00:13:23.920 | You never know when OpenAI or Google are going to drop a model that massively changes and affects
00:13:29.760 | your business." It's not just Sora whacking PikaLabs, RunwayML and maybe MidJourney. If you
00:13:35.200 | make the chips that OpenAI uses, they want to make them instead. I'm going to be doing a separate
00:13:40.560 | video about all of that. When you use the ChatGPT app on a phone, they want to make the phone you're
00:13:46.800 | using. You come up with Character AI and OpenAI comes out with the GPT Store. I bet OpenAI are
00:13:52.960 | even cooking up an open world game with GPT powered NPCs. Don't forget that they acquired
00:13:59.200 | Global Illumination, the makers of this Minecraft clone. If you make agents, we learned last week
00:14:05.360 | that OpenAI want to create an agent that operates your entire device. Again, I've got more on that
00:14:10.880 | coming soon. Or what about if you're making a search engine powered by a GPT model? That's
00:14:16.240 | the case of course with Perplexity and I will be interviewing the CEO and founder of Perplexity
00:14:22.080 | for AI Insiders next week. Insiders can submit questions and of course do feel free to join on
00:14:27.920 | Patreon. But fitting with the trend, we learned less than 48 hours ago that OpenAI is developing
00:14:34.320 | a web search product. I'm not necessarily critiquing any of this, but you're starting to
00:14:39.200 | see the theme. OpenAI will have no qualms about eating your lunch. And of course there's one more
00:14:45.040 | implication that's a bit more long term. Two lead authors from Sora both retweeted this video
00:14:51.920 | from Berkeley. You're seeing a humanoid transformer robot trained with large scale reinforcement
00:14:57.520 | learning in simulation and deployed to the real world zero shot. In other words, it learned to
00:15:02.960 | move like this by watching and acting in simulations. If you want to learn more about
00:15:07.840 | learning from simulations, do check out my Eureka video and my interview with Jim Fan.

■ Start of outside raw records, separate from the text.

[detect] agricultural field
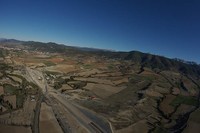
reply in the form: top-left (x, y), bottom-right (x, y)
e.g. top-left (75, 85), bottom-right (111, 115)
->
top-left (0, 55), bottom-right (40, 132)
top-left (0, 124), bottom-right (32, 133)
top-left (0, 42), bottom-right (199, 133)
top-left (39, 103), bottom-right (63, 133)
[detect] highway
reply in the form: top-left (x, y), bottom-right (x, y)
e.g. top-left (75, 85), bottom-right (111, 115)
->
top-left (50, 92), bottom-right (107, 133)
top-left (25, 67), bottom-right (43, 133)
top-left (26, 67), bottom-right (113, 133)
top-left (32, 93), bottom-right (43, 133)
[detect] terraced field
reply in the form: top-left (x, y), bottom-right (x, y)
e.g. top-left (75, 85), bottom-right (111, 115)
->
top-left (0, 42), bottom-right (200, 133)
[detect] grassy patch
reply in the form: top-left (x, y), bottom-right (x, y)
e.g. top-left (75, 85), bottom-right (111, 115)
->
top-left (0, 50), bottom-right (4, 57)
top-left (129, 74), bottom-right (144, 83)
top-left (170, 95), bottom-right (198, 107)
top-left (45, 70), bottom-right (61, 75)
top-left (44, 61), bottom-right (56, 66)
top-left (2, 84), bottom-right (25, 108)
top-left (3, 84), bottom-right (18, 94)
top-left (0, 63), bottom-right (11, 72)
top-left (16, 94), bottom-right (25, 108)
top-left (0, 49), bottom-right (8, 57)
top-left (144, 76), bottom-right (154, 82)
top-left (129, 74), bottom-right (154, 84)
top-left (80, 100), bottom-right (112, 114)
top-left (107, 64), bottom-right (115, 70)
top-left (107, 81), bottom-right (150, 105)
top-left (83, 64), bottom-right (93, 69)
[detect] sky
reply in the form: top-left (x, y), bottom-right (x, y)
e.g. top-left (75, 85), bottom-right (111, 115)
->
top-left (0, 0), bottom-right (200, 63)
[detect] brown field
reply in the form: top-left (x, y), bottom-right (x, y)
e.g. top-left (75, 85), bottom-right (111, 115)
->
top-left (76, 69), bottom-right (102, 77)
top-left (107, 72), bottom-right (124, 77)
top-left (154, 85), bottom-right (170, 94)
top-left (160, 95), bottom-right (176, 116)
top-left (116, 120), bottom-right (149, 133)
top-left (4, 95), bottom-right (16, 109)
top-left (145, 89), bottom-right (163, 98)
top-left (0, 105), bottom-right (7, 112)
top-left (182, 78), bottom-right (198, 96)
top-left (8, 75), bottom-right (22, 83)
top-left (0, 86), bottom-right (4, 95)
top-left (183, 108), bottom-right (200, 133)
top-left (13, 56), bottom-right (47, 67)
top-left (112, 78), bottom-right (129, 85)
top-left (59, 84), bottom-right (73, 92)
top-left (0, 95), bottom-right (36, 126)
top-left (34, 54), bottom-right (50, 58)
top-left (91, 73), bottom-right (110, 77)
top-left (40, 103), bottom-right (63, 133)
top-left (161, 71), bottom-right (181, 77)
top-left (83, 83), bottom-right (126, 99)
top-left (49, 57), bottom-right (64, 63)
top-left (1, 77), bottom-right (17, 85)
top-left (174, 104), bottom-right (195, 116)
top-left (172, 87), bottom-right (181, 95)
top-left (46, 64), bottom-right (77, 73)
top-left (75, 77), bottom-right (114, 85)
top-left (0, 124), bottom-right (32, 133)
top-left (12, 58), bottom-right (23, 65)
top-left (4, 56), bottom-right (12, 64)
top-left (140, 70), bottom-right (159, 77)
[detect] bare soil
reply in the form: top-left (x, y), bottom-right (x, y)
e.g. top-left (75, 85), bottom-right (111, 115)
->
top-left (183, 108), bottom-right (200, 133)
top-left (0, 124), bottom-right (32, 133)
top-left (83, 83), bottom-right (126, 99)
top-left (160, 94), bottom-right (176, 116)
top-left (115, 120), bottom-right (149, 133)
top-left (39, 102), bottom-right (63, 133)
top-left (49, 57), bottom-right (64, 63)
top-left (46, 64), bottom-right (76, 73)
top-left (4, 95), bottom-right (16, 109)
top-left (0, 86), bottom-right (4, 95)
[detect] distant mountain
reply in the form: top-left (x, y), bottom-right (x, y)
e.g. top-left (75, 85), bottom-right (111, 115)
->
top-left (0, 38), bottom-right (22, 43)
top-left (0, 38), bottom-right (6, 41)
top-left (1, 38), bottom-right (200, 77)
top-left (94, 50), bottom-right (200, 77)
top-left (72, 46), bottom-right (113, 52)
top-left (124, 51), bottom-right (200, 77)
top-left (0, 38), bottom-right (110, 53)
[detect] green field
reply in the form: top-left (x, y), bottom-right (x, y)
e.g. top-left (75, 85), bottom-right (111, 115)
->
top-left (16, 94), bottom-right (25, 108)
top-left (43, 61), bottom-right (56, 66)
top-left (170, 95), bottom-right (198, 107)
top-left (107, 64), bottom-right (115, 70)
top-left (83, 64), bottom-right (93, 69)
top-left (3, 84), bottom-right (18, 95)
top-left (2, 84), bottom-right (25, 108)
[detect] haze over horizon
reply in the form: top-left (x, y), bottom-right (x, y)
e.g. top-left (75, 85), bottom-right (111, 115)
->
top-left (1, 0), bottom-right (200, 63)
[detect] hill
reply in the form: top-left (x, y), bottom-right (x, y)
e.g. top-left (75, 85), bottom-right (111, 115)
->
top-left (0, 38), bottom-right (200, 133)
top-left (0, 39), bottom-right (200, 78)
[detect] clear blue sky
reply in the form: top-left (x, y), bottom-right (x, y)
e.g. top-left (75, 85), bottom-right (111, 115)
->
top-left (0, 0), bottom-right (200, 63)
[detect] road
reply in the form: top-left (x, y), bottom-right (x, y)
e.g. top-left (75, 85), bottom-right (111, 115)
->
top-left (26, 67), bottom-right (113, 133)
top-left (32, 93), bottom-right (43, 133)
top-left (50, 92), bottom-right (106, 133)
top-left (25, 67), bottom-right (43, 133)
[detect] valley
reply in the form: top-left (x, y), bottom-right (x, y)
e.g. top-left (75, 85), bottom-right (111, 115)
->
top-left (0, 40), bottom-right (200, 133)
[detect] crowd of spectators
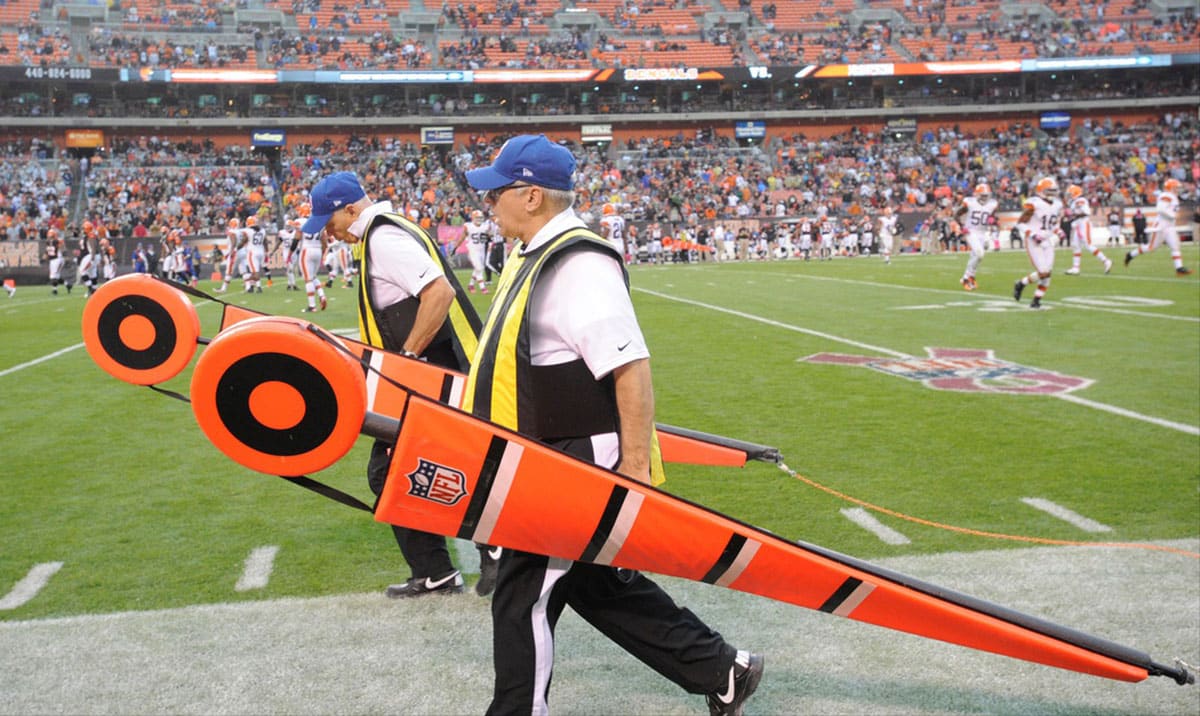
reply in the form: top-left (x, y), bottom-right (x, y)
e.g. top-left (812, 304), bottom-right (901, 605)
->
top-left (0, 0), bottom-right (1193, 74)
top-left (1, 110), bottom-right (1194, 266)
top-left (89, 29), bottom-right (255, 70)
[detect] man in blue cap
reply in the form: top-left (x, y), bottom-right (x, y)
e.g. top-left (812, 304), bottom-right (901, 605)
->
top-left (304, 170), bottom-right (501, 598)
top-left (463, 135), bottom-right (764, 716)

00:15:12.560 | TLDR, better simulations mean better robotics. Two final demos to end this video with. First,
00:15:19.040 | a monkey playing chess in a park. This demo kind of sums up Sora. It looks gorgeous. I was astounded
00:15:25.040 | like everyone else. However, if you look a bit closer, the piece positions and board don't make
00:15:30.000 | any sense. Sora doesn't understand the world, but it is drawing upon billions and billions of
00:15:35.280 | patterns. And then there's this obligatory comparison. The Will Smith spaghetti video,
00:15:40.960 | and I wonder what source they originally got some of the images from. You could say this was around
00:15:45.360 | state of the art just 11 months ago. And now here's Sora. Not perfect. Look at the paws,
00:15:52.320 | but honestly remarkable. Indeed, I would call Sora a milestone human achievement. But now I want to
00:15:59.520 | thank you for watching this video all the way to the end. And no, despite what many people think,
00:16:05.120 | it isn't generated by an AI. Have a wonderful day.